World football's governing body FIFA has approved the use of goal-line technologies to prevent big-game mistakes. The age-old debate was given fresh impetus at Euro 2012 when co-hosts Ukraine were denied a goal.
Did the whole of the ball cross the line? Referees and their fellow officials in football games will soon be able to rely on technological assistance when answering this question, rather than deciding using only what they saw in real time.
World soccer's governing body FIFA on Thursday announced that goal-line technologies would be introduced to help match officials reach the correct decisions.
FIFA's custodians of the rules of football, the International Football Association Board (IFAB), convened on Thursday at the organization's headquarters in Zurich to discuss this and other matters.
FIFA will introduce two forms of goal-line technology, called Hawk-Eye and GoalRef, starting at the World Club Cup in Japan this December. The new referee's assistants will then be used at the international Confederations Cup in Brazil in 2013 and then at the World Cup, also in Brazil, in 2014.
"We want to make sure that the systems at the World Cup work at 150 percent, not 90 percent," FIFA secretary general Jerome Valcke told reporters in Zurich.
Valcke said both systems had the IFAB panel's "unanimous" support after test periods. Hawk-Eye, a system already used for close calls in tennis, uses cameras to ascertain whether the ball has crossed the goal line; GoalRef uses magnetic fields, coupled with a chip placed inside the football.
Fashionably late to the party
Football's top authorities had been debating the use of video evidence on goal lines for years. Many sports, from tennis and cricket to ice hockey, basketball and American Football, offer the possibility to use technological aids or replay footage to make some of the most controversial officiating calls.
Most match refereeing will remain the domain of the referees and their assistants, with FIFA long arguing that excessive reliance on technology would slow the game down. The special case of whether a ball crossed the goal line had long been highlighted as a possible exception, given this particular decision's importance and the high stakes of the modern game.
In Euro 2012, co-hosts Ukraine were denied a goal in their final group game against England. Defender John Terry cleared the ball out of the goal mouth, but replays revealed that it had crossed the line.

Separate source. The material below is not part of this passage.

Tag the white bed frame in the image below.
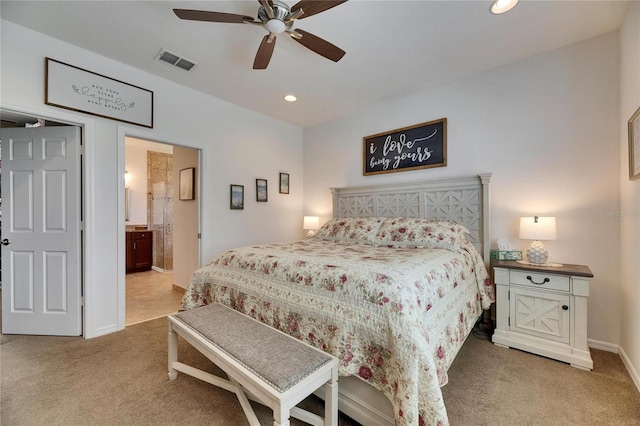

"After last night's match [goal-line technology] is no longer an alternative, but a necessity," FIFA President Sepp Blatter wrote on Twitter after the game. UEFA President Michel Platini was perhaps the highest-profile opponent of the technology, but even he had said he expected IFAB to approve it.
Green light at domestic level
FIFA's approval allows domestic football bodies to consider using the technology in their own competitions.
The English Premier League (EPL) is expected to adopt one or both of the systems for the coming season.
"The Premier League has long been an advocate of goal-line technology," The EPL said in a statement. "We will engage in discussions with both Hawk-Eye and GoalRef in the near future with a view to introducing goal-line technology as soon as is practically possible."
As of Thursday evening, Germany's DFB football authority had only acknowledged the FIFA decision on its Twitter account, without detailing its own plans for the German Bundesliga.
Headscarves also approved
Instead of goal-line technology, FIFA had introduced two extra goal-line officials for Euro 2012 - charged with monitoring the penalty area and the goal line only. IFAB on Thursday endorsed this system, saying the extra officials had proved useful additions to big games.
Also in Zurich on Thursday, the IFAB said it would allow Muslim players to wear headscarves on the pitch, something that was banned until now.
IFAB had previously outlawed headscarves on the basis that they increased the risk of injury, but said that new designs using Velcro removed these safety concerns.
"The decision, impatiently awaited, makes us very happy," Sheikha Naima al-Sabah, the president of the women's sporting committee for Kuwait's football federation said. "It brings justice to female players. Its positive impact will be direct on Kuwaiti women's enthusiasm to play football."
Several predominantly Muslim countries had complained to FIFA about the headscarf ban.